Selon le ministre, les écoles où enseignait M. Kreuz étaient les lieux d’affaires de son employeur. Les frais de déplacement entre la résidence du contribuable et le lieu d’affaires de son employeur ne sont pas déductibles. Selon le tribunal, les lieux d’affaires étaient les bureaux de Peterborough de la commission scolaire et non les écoles. Le ministre a alors argué que si l’appelant voulait obtenir une déduction, celle-ci ne devrait couvrir que ses déplacements vers les écoles et non ses déplacements pour le retour à la maison, un argument que le tribunal n’a même pas pris la peine de commenter. La vraie question était de savoir si les déplacements étaient effectués dans le cours d’un emploi.

Le tribunal a examiné la jurisprudence sur le sujet. Dans Menard c. The Queen, [2004 DTC 516 et 2006 DTC 2515], le contribuable, un débardeur, devait travailler à différents quais du port de Montréal. La Cour d’appel fédérale (CAF) a déterminé que les quais représentaient différents endroits au sens de l’alinéa 8(1)h.1), mais que le contribuable n’était pas tenu par contrat d’utiliser son automobile pour s’y rendre.

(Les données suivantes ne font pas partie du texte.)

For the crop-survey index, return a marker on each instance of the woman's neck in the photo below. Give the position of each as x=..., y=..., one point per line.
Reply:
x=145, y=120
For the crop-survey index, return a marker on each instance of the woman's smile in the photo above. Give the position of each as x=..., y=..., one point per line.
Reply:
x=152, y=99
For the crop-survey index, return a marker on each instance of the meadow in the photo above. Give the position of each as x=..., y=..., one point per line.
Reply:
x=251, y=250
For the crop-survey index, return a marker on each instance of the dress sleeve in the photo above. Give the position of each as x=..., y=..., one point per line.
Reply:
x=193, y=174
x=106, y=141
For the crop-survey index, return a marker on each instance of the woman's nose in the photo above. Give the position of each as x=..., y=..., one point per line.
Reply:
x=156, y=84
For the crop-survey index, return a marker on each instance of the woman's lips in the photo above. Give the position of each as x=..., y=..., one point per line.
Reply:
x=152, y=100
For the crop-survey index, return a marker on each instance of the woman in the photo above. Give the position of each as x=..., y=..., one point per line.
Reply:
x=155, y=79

Cette cause diffère de celle de M. Kreuz à cet égard, mais elle étaye l’argument selon lequel les écoles n’étaient pas les lieux d’affaires de l’employeur.

La cause la plus semblable est celle de Rousseau c. The Queen [2006 TCC 552]. M. Rousseau était un plombier qui avait déduit ses dépenses d’automobile pour des déplacements entre son domicile et les chantiers. Le tribunal, en concluant que M. Rousseau s’était conformé à la Loi, a cité l’arrêt Rozen c. Canada [1985 A.C.F. No. 1002], où le juge a déclaré :

« Si un employé est tenu de se déplacer pour se rendre à son travail, et que son employeur n’est pas prêt à lui verser le montant exact et total du transport, alors cet employé répond aux exigences du sous-alinéa 8(1)h)(ii). »

La troisième condition examinée par le tribunal était celle de la déductibilité des dépenses engagées par M. Kreuz pour ses déplacements entre sa résidence et son lieu de travail. Le tribunal a appliqué le jugement de la CAF dans Chrapko c. Canada [88 DTC 6487], où il a été conclu qu’un contribuable peut déduire ces dépenses s’il doit travailler dans différents endroits. Comme c’était clairement le cas de M. Kreuz, le tribunal n’a eu aucune difficulté à conclure que le contribuable était dans l’exercice de ses fonctions quand il se rendait dans les écoles.

Cela dit, le tribunal a conclu que M. Kreuz n’avait pas satisfait aux exigences du paragraphe 8(10) pour l’une des commissions scolaires parce qu’il n’avait pas de formulaire T2200. Le tribunal a donc admis la déduction des dépenses pour la commission scolaire qui lui avait remis le formulaire, mais pas pour l’autre. Le jugement ne contient pas de ventilation des dépenses entre les deux commissions scolaires.

Cette cause souligne l’importance de produire les « formulaires prescrits ». M. Kreuz avait satisfait à toutes les conditions prévues pour déduire ses dépenses d’automobile, sauf une – produire le formulaire T2200. Il est tout de même étonnant de voir le poids que peuvent avoir deux feuilles de papier.